Justificativa da alternativa correta (C):
“Pelo riso, corrigem-se os costumes.” Essa opção traduz exatamente a proposta vicentina: usar o riso como instrumento de crítica social e moralização, expondo hipocrisias e falhas, mas buscando provocar a reflexão e corrigir os comportamentos. Segundo Bechara e outros gramáticos, a sátira é um recurso estilístico histórico do teatro moralizante, e Gil Vicente é referência nesse uso.

No excerto apresentado, vemos o Frade dançante, desacatando os preceitos religiosos e interagindo ironicamente com o Diabo.

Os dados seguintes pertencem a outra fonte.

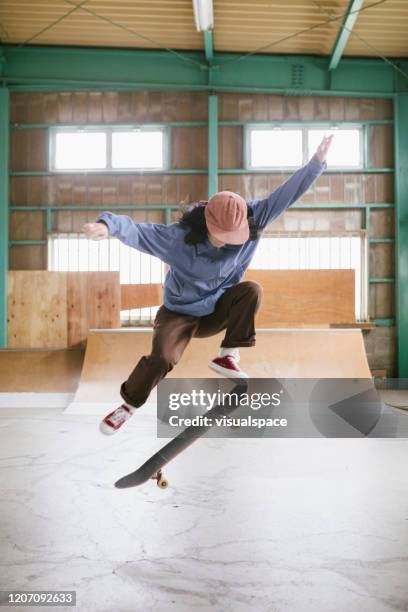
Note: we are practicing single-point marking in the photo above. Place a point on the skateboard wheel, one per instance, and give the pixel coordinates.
(162, 483)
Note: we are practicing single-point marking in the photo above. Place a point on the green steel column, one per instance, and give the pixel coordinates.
(401, 228)
(212, 145)
(4, 212)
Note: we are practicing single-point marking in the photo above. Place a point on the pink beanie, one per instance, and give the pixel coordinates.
(226, 217)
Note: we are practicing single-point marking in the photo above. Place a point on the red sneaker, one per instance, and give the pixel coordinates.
(114, 420)
(227, 366)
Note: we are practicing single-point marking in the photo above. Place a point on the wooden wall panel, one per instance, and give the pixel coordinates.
(265, 107)
(189, 148)
(230, 147)
(93, 301)
(305, 296)
(382, 223)
(382, 301)
(381, 146)
(382, 260)
(27, 225)
(29, 150)
(113, 107)
(37, 309)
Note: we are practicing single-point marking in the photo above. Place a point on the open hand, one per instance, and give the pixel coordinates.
(323, 148)
(95, 231)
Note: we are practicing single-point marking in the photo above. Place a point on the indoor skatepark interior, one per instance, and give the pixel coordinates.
(140, 109)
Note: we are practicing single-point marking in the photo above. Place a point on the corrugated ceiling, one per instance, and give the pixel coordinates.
(240, 26)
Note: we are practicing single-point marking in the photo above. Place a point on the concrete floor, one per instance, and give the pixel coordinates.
(246, 525)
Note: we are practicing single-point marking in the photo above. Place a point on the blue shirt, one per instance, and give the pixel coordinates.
(199, 274)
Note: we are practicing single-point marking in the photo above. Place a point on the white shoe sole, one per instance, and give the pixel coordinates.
(225, 372)
(105, 429)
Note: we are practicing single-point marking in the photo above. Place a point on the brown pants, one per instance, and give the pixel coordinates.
(234, 311)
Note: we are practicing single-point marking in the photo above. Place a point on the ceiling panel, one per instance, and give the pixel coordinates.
(274, 26)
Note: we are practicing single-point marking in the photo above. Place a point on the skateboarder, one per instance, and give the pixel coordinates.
(207, 252)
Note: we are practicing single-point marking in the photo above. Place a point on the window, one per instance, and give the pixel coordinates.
(74, 149)
(309, 250)
(271, 146)
(75, 253)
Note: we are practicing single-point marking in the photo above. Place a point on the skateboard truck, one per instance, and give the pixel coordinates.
(161, 481)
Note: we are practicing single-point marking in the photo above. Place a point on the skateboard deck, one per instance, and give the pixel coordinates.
(152, 468)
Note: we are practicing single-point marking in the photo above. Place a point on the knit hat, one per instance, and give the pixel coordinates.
(226, 217)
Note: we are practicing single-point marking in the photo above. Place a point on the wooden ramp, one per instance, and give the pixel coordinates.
(279, 353)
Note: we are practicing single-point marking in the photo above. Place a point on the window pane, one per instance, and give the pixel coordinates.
(80, 150)
(270, 147)
(137, 149)
(344, 150)
(305, 251)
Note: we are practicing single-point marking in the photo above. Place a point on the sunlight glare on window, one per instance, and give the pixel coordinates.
(275, 148)
(345, 147)
(80, 150)
(138, 149)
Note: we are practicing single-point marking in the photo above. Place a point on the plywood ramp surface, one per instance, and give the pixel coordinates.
(279, 353)
(40, 371)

O tom burlesco evidencia a crítica: não é pelo castigo direto ou sermão, mas pelo ridículo e pelo riso que o autor convida a sociedade à autocrítica.

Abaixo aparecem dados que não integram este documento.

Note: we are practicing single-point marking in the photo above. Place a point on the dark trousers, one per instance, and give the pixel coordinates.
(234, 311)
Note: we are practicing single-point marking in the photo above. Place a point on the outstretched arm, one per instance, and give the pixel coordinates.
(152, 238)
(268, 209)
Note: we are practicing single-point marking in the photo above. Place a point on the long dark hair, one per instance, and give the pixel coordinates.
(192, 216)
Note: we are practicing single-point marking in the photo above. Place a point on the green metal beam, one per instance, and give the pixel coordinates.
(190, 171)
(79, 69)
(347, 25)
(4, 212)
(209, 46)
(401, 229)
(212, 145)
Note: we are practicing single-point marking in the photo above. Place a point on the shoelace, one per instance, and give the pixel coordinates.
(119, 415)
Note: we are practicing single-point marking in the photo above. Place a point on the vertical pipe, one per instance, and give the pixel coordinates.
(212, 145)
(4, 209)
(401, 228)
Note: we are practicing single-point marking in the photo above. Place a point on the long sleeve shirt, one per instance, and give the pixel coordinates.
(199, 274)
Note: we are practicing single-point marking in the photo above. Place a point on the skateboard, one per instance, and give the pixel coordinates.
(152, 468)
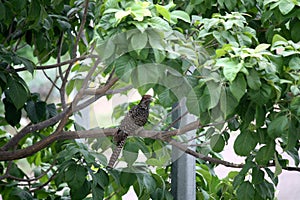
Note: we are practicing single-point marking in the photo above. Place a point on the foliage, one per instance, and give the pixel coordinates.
(236, 63)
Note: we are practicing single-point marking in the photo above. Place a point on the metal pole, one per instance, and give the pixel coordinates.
(183, 175)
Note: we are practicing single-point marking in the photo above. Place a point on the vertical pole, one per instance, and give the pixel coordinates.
(183, 175)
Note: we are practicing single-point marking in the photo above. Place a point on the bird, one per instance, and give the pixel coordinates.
(136, 118)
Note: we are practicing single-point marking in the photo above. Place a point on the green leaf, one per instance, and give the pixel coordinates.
(51, 108)
(149, 183)
(159, 23)
(214, 92)
(277, 38)
(139, 41)
(192, 102)
(163, 11)
(12, 115)
(101, 177)
(261, 47)
(159, 55)
(253, 80)
(278, 126)
(228, 102)
(81, 192)
(127, 179)
(146, 74)
(295, 30)
(217, 143)
(36, 111)
(179, 14)
(238, 87)
(278, 168)
(260, 115)
(257, 175)
(106, 49)
(265, 154)
(155, 40)
(16, 92)
(230, 68)
(294, 63)
(244, 143)
(97, 192)
(75, 176)
(245, 191)
(265, 190)
(29, 65)
(285, 6)
(124, 66)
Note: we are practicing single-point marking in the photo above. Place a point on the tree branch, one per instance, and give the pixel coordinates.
(98, 133)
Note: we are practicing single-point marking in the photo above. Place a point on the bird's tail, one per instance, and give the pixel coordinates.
(116, 153)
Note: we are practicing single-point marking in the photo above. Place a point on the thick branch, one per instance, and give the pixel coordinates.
(98, 133)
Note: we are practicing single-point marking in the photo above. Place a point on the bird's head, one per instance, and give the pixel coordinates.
(146, 100)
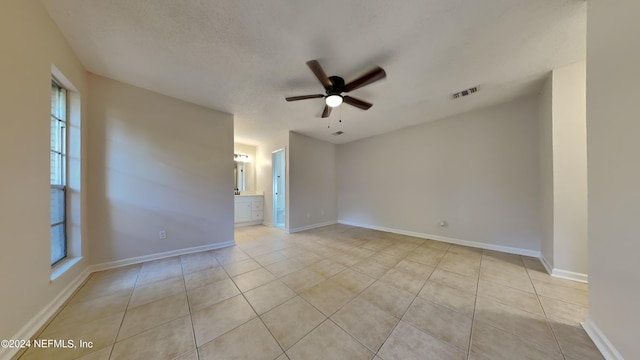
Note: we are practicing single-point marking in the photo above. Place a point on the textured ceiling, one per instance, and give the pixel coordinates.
(245, 56)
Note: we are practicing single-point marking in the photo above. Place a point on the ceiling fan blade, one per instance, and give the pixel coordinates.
(314, 65)
(327, 111)
(356, 102)
(366, 79)
(304, 97)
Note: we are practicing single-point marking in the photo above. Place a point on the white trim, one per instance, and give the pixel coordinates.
(570, 275)
(248, 223)
(546, 264)
(563, 274)
(63, 267)
(32, 326)
(601, 341)
(309, 227)
(158, 256)
(476, 244)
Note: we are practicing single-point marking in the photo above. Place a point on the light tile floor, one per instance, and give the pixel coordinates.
(336, 292)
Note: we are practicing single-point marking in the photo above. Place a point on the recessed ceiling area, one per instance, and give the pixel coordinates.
(245, 57)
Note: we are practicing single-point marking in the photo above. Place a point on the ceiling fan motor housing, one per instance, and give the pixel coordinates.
(337, 85)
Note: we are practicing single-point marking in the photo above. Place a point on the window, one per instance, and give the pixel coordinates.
(58, 168)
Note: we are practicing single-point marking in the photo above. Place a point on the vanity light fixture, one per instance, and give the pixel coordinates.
(333, 100)
(240, 158)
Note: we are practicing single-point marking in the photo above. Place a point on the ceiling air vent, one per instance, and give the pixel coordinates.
(465, 92)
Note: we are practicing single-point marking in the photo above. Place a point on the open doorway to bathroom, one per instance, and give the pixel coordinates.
(279, 188)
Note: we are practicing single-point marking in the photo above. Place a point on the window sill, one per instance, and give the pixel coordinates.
(62, 267)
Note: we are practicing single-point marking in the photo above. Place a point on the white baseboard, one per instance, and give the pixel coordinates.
(158, 256)
(563, 274)
(570, 275)
(41, 318)
(546, 264)
(309, 227)
(601, 341)
(476, 244)
(32, 326)
(248, 223)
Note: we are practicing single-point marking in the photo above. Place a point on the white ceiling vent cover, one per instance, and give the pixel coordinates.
(466, 92)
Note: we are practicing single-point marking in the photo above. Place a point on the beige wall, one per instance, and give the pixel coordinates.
(613, 130)
(478, 171)
(249, 167)
(156, 163)
(313, 188)
(31, 44)
(570, 171)
(264, 178)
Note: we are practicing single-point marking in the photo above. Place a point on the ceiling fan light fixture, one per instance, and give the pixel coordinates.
(333, 100)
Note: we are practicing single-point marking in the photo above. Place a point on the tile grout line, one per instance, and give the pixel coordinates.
(412, 301)
(252, 308)
(546, 317)
(135, 284)
(193, 329)
(475, 302)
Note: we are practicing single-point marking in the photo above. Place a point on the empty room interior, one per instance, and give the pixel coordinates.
(319, 180)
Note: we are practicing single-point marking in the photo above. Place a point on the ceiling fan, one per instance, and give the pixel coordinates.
(335, 86)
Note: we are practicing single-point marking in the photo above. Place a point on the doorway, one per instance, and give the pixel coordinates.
(279, 188)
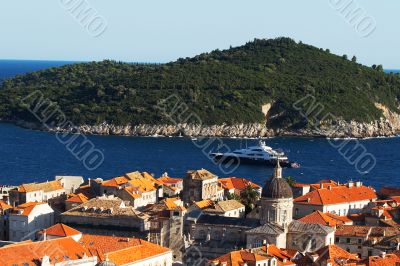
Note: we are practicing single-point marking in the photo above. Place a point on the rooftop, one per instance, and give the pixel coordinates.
(328, 219)
(61, 230)
(46, 186)
(236, 183)
(335, 195)
(201, 174)
(29, 253)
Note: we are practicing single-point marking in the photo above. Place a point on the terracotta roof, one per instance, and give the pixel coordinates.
(335, 195)
(26, 208)
(390, 191)
(46, 186)
(204, 204)
(121, 250)
(353, 230)
(173, 204)
(77, 198)
(201, 174)
(30, 253)
(4, 206)
(238, 258)
(284, 256)
(61, 230)
(87, 191)
(236, 183)
(388, 259)
(228, 205)
(115, 182)
(333, 254)
(323, 183)
(169, 180)
(144, 250)
(325, 219)
(144, 175)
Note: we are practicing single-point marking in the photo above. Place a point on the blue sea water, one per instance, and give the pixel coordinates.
(9, 68)
(27, 156)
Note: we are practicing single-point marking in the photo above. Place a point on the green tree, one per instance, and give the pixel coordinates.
(233, 196)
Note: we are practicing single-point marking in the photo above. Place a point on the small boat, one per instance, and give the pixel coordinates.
(260, 154)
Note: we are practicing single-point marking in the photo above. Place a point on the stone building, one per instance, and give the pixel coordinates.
(51, 192)
(274, 225)
(28, 218)
(200, 185)
(342, 200)
(5, 210)
(107, 215)
(228, 208)
(167, 224)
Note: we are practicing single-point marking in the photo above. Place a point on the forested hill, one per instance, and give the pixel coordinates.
(227, 86)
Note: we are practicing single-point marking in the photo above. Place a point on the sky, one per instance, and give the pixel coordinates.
(162, 31)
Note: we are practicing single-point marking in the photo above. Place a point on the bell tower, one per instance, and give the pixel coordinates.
(277, 200)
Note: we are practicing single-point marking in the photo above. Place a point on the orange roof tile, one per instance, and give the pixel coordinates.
(61, 230)
(339, 194)
(204, 204)
(328, 219)
(121, 250)
(388, 259)
(169, 180)
(333, 253)
(78, 198)
(115, 182)
(143, 250)
(281, 255)
(239, 258)
(26, 208)
(4, 206)
(236, 183)
(29, 253)
(45, 186)
(353, 230)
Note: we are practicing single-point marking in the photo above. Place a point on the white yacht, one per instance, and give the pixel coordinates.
(260, 154)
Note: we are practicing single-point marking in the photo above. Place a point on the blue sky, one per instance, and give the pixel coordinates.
(161, 31)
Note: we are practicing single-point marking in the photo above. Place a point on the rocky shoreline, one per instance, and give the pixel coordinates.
(341, 129)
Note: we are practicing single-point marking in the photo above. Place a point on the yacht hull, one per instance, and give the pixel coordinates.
(236, 159)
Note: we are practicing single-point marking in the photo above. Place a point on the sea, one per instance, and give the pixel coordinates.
(35, 156)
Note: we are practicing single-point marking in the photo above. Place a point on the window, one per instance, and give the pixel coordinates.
(202, 234)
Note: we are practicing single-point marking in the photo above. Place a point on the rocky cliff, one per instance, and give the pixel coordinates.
(387, 125)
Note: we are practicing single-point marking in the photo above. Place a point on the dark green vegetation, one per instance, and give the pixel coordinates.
(220, 87)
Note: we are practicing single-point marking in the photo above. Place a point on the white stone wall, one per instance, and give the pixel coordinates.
(342, 209)
(23, 227)
(279, 211)
(162, 259)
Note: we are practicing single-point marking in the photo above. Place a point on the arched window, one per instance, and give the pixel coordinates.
(202, 234)
(257, 243)
(217, 235)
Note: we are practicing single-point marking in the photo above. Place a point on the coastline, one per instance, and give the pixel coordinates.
(341, 130)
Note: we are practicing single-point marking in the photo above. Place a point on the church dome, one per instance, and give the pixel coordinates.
(106, 263)
(277, 188)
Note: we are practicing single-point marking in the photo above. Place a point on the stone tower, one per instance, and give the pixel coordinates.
(277, 200)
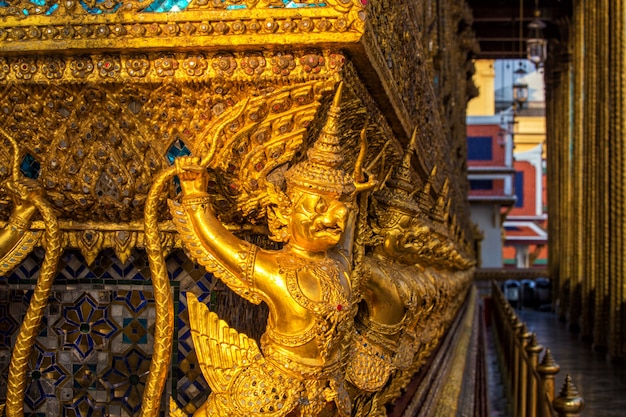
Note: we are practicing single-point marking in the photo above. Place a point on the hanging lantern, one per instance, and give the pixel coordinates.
(536, 45)
(520, 93)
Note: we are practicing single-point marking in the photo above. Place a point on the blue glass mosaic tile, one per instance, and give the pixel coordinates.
(30, 167)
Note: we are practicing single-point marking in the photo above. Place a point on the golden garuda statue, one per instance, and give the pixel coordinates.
(306, 284)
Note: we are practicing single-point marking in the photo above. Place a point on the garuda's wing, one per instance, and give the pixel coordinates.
(268, 134)
(222, 351)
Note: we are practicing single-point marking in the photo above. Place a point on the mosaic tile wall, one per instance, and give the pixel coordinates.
(92, 356)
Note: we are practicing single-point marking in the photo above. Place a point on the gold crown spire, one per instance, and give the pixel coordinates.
(399, 189)
(439, 213)
(322, 170)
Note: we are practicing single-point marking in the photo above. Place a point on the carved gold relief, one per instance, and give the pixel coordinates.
(226, 108)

Análise das alternativas incorretas:

  • A) “O riso é abundante na boca dos tolos.” – Reduz o riso a tolice, contrário à proposta vicentina, que valoriza o riso como crítica construtiva.
  • B) “A religião é o ópio do povo.” – Frase marxista com sentido de alienação, não se relaciona à função crítica e moralizadora do teatro vicentino.
  • D) “De boas intenções, o inferno está cheio.” – Ressalta a hipocrisia, mas não aborda o uso do riso como ferramenta de correção, central para o texto.
  • E) “O homem é o único animal que ri dos outros.” – Trata da natureza do riso, mas não associa o riso à crítica e transformação social.

Para resolver questões assim:
• Releia o texto buscando o objetivo do autor.
• Identifique as intenções por trás do humor: crítica ou deboche?
• Elimine alternativas que distorcem ou desviam do foco central.

Em resumo: A obra de Gil Vicente evidencia que resolver-se pelo riso é transformar costumes, corrigindo-os por meio da sátira e do espelho cômico.